# Abnormal feces



## zth8992 (Jul 19, 2012)

I have some young leucs right now and today I noticed (at least) one of them had a very runny stool. It was mostly water with some loose fecal matter. First one I saw was the day after I got them so I assumed it was probably stress related from all the moving around. Today I saw another, it was reddish orange in color which I know from reading around that this can be caused by supplements so that doesn't concern me as much as the consistency. Any ideas on how worried I should be? I have had them for a week or so and fed dusted flies for the first time yesterday. I use repashy calcium plus. I sent an email to doctor Frye but just incase anyone has any quicker responses as it is the weekend right now. Both frogs are still behaving normally and are eating plenty.


----------



## Judy S (Aug 29, 2010)

In some animals, that can be a sign of coccidiosis...causing bloody stool. You should definitely get a fecal done and be prepared to worm them all, and perhaps some other meds as well ..


----------



## aspidites73 (Oct 2, 2012)

Judy S said:


> In some animals, that can be a sign of coccidiosis...causing bloody stool. You should definitely get a fecal done and be prepared to worm them all, and perhaps some other meds as well ..

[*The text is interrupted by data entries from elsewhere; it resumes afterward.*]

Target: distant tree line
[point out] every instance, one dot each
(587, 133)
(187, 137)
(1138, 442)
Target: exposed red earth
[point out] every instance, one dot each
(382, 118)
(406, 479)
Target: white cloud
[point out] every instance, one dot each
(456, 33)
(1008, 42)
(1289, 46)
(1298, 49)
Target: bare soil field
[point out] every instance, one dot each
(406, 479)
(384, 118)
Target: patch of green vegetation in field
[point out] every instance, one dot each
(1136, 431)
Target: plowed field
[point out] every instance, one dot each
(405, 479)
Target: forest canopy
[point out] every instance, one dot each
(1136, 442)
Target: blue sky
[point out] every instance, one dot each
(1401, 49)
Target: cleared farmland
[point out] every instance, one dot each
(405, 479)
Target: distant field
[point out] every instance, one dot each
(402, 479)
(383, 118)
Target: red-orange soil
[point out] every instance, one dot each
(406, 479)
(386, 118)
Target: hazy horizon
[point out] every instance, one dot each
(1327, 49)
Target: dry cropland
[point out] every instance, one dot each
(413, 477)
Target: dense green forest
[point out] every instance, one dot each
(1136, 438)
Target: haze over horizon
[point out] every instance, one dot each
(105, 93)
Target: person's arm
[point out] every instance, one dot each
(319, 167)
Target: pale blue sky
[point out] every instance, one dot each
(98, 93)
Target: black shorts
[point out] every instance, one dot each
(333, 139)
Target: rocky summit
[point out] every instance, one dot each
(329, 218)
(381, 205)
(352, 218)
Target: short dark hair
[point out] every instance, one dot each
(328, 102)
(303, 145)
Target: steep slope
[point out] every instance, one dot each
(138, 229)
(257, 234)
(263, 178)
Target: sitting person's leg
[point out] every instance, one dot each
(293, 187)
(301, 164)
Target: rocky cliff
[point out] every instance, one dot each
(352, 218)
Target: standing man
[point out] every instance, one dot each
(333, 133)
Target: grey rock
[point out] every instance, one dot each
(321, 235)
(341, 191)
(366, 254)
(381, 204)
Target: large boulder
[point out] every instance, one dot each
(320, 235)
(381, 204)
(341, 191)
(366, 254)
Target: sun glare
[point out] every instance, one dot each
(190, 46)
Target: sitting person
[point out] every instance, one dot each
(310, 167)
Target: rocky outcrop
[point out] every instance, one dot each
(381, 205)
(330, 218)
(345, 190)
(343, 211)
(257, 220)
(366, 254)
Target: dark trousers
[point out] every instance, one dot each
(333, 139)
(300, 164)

It has been my experience that bloody stool is black. It will also give a rather foul odor, even from such a small sample. There are many things that can cause loose stool, from stress, to the aforementioned protozoa. It is good practice to collect stool from newly acquired animals, even if there is no obvious sign of a problem. With pathogens, when you start seeing signs of an infection, you've allowed needless stress to your animal. There is a great thread on stool collecting here: stool collecting 

Please practice general husbandry guidelines to help prevent anything seen, or unseen, from being spread to other animals, or yourself. Take a stool sample to a vet (they don't have to be frog specialists) to have it checked. If/when you get a positive result, you can take it from there.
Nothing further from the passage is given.